L4 cache for AMD's Opterons would only make sense where they've appeared where other high end server/main frame systems have used them: on IO hub chips. For example, IBM used to incorporate a L4 cache in their Netburst based Xeon chipsets. I can see a L4 cache appearing from a similar chipset that would be aimed at 8 or more G34 sockets. The costs for such an endeavor would be taken up likely by the system vendor (IBM or Cray). The issue now would be to get one of those companies to invest into AMD's platform. If AMD needed more cache for their Opteron lineup, I'd fathom they simply go the route IBM has taken and use eDRAM for the L3.
---------------------------
>>
>>Let's just recap the costs:
>>
>>1. More die area for L4 controller
>>2. More die area for pins
>>3. More validation for different models
>>4. External SRAM chips (how much would a 32MB SRAM cost?)

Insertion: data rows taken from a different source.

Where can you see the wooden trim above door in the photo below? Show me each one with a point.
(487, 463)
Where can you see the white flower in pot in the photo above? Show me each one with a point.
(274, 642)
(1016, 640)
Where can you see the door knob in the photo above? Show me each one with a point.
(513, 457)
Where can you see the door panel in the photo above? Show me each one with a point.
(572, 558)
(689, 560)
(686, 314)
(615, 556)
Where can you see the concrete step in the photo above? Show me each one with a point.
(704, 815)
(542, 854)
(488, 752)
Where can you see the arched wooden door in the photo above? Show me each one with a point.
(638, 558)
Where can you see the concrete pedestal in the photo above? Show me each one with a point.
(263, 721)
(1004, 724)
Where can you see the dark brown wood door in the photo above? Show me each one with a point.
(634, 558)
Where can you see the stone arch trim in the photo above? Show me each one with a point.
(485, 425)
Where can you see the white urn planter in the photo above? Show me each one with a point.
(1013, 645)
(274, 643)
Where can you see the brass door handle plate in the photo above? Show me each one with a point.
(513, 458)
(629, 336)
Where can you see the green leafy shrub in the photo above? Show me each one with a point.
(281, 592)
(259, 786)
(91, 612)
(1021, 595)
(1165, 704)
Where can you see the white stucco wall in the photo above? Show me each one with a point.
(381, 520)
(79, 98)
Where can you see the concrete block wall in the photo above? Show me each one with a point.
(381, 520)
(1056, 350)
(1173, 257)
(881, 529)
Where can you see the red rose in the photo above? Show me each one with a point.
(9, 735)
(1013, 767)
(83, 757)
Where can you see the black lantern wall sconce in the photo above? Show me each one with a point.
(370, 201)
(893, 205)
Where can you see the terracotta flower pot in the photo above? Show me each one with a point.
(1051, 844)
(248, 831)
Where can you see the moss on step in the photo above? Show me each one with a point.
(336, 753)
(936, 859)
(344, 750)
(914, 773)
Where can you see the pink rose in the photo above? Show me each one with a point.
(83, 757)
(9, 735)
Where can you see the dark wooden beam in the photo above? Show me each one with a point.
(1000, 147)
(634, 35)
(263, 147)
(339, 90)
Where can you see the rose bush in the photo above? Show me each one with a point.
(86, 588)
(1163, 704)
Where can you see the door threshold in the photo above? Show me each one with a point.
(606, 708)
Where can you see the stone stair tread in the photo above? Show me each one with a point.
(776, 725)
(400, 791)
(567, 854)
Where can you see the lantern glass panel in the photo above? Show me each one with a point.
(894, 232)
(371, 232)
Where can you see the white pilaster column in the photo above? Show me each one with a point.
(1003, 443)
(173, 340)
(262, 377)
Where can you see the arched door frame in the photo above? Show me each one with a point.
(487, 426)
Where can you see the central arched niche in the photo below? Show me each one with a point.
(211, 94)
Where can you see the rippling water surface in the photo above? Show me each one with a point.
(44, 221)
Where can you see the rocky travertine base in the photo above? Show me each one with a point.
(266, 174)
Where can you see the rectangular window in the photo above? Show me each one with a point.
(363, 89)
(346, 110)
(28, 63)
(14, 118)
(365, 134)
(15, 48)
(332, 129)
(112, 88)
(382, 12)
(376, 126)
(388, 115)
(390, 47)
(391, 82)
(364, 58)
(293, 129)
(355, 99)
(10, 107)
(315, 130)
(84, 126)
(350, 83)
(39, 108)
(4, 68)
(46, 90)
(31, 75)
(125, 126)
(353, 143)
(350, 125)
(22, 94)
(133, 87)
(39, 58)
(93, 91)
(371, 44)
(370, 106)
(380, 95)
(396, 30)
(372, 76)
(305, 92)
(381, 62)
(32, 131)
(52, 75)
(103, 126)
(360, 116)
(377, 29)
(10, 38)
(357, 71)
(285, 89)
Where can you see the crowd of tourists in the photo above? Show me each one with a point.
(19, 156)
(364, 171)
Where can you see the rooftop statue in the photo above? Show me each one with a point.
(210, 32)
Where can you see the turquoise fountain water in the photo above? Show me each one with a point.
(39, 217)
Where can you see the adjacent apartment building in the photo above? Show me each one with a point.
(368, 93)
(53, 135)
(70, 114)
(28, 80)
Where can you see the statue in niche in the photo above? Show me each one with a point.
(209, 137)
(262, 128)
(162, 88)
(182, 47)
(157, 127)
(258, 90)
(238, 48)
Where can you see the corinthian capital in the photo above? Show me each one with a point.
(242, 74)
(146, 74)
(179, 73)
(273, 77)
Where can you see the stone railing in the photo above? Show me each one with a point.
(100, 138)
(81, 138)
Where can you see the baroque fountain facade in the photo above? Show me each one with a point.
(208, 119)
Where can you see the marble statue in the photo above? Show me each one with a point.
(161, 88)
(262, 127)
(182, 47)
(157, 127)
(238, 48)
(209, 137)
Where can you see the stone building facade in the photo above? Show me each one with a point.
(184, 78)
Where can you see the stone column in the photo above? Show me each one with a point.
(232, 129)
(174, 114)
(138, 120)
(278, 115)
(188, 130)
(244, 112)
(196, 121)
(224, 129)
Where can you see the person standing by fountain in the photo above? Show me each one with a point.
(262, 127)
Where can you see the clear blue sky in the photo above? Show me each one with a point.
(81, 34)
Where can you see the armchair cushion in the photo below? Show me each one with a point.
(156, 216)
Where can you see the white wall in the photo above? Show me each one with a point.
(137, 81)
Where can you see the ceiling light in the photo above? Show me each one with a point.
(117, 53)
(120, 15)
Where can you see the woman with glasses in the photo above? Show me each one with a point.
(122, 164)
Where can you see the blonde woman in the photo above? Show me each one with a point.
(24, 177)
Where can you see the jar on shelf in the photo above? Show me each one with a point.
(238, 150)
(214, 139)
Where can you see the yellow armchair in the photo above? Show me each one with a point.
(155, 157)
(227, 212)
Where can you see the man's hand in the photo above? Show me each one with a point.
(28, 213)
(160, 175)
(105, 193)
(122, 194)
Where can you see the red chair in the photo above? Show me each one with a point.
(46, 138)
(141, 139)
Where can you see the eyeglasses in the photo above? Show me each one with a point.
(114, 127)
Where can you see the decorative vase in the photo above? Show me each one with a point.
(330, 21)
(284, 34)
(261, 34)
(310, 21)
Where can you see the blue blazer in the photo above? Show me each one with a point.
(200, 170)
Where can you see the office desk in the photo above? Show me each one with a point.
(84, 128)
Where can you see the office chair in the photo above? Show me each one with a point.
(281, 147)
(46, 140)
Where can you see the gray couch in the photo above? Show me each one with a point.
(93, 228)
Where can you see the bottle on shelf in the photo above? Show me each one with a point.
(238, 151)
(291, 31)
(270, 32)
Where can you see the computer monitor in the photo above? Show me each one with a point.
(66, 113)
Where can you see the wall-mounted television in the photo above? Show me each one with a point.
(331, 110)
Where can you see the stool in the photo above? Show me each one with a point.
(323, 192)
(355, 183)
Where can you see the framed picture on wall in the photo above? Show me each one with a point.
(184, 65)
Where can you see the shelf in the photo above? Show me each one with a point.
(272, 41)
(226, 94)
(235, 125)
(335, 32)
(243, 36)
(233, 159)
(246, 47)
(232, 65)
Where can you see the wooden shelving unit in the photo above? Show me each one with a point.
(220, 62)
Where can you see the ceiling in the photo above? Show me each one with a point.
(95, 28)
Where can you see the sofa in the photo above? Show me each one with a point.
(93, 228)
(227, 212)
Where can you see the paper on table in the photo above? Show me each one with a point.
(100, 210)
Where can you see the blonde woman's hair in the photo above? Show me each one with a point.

>>5. More complex packaging, lower total yields
>>6. Need to design a new snoop filter to deal with larger cache sizes in servers
>>
>>Those costs are pretty significant.
>
>What I could see as possibly more realistic is for AMD to provide a fast, local
>DRAM memory in the neighborhood of 256-512MB (perhaps something like GDDR5) on its
>processors to improve embedded GPU performance. This memory could then be repurposed
>on servers and/or HPC systems as a high-speed, local, general-purpose memory.
I figure AMD is already going in this direction. On the GPU side of things, they have one example on the market and soon two. The Xbox 360's GPU uses eDRAM in a method that fits this example. AMD is also involved in the Wii U's GPU so there is a good chance that eDRAM will make an appearance there, possibly on die with several POWER based CPU's from IBM. I would also surprise me if MS and Sony didn't utilize eDRAM in some fashion for their next generation of consoles as well.
Next generation of systems are all expected to have 1920 x 1080 as their ideal resolution. A 64 bit HDR frame buffer would be just under 16 MB and you'd also want to include the z-buffer which would be under 8 MB in this case. Such large amount in a SoC would probably run over 300 mm^2 at 32 nm but over the course of the console's life time this would be reduced as it moves to new process nodes. A massive 32 MB or 48 MB eDRAM die would also be feasible for a MCM. Packaging costs would be high for a wide parallel bus between the dies. If certain units are moved onto the eDRAM package, then high clock serial links can work as evidence in the Xbox 360 example.
I can also see AMD using eDRAM as a L4 cache in its Fusion chips for the same reasons as the console chips. AMD could also use one external eDRAM design for both a Fusion chip and a console centric chip (PowerPC based?). This would remove one of the big cost factors as you have Nintendo, Sony, or MS helping to pay for its development, testing and validation. Then again, AMD doesn't have an L3 cache on its current Fusion chips so talk of a L4 is misnamed.
L4 cache for AMD's Opterons would only make sense where they've appeared where other high end server/main frame systems have used them: on IO hub chips. For example, IBM used to incorporate a L4 cache in their Netburst based Xeon chipsets. I can see a L4 cache appearing from a similar chipset that would be aimed at 8 or more G34 sockets. The costs for such an endeavor would be taken up likely by the system vendor (IBM or Cray). The issue now would be to get one of those companies to invest into AMD's platform. If AMD needed more cache for their Opteron lineup, I'd fathom they simply go the route IBM has taken and use eDRAM for the L3.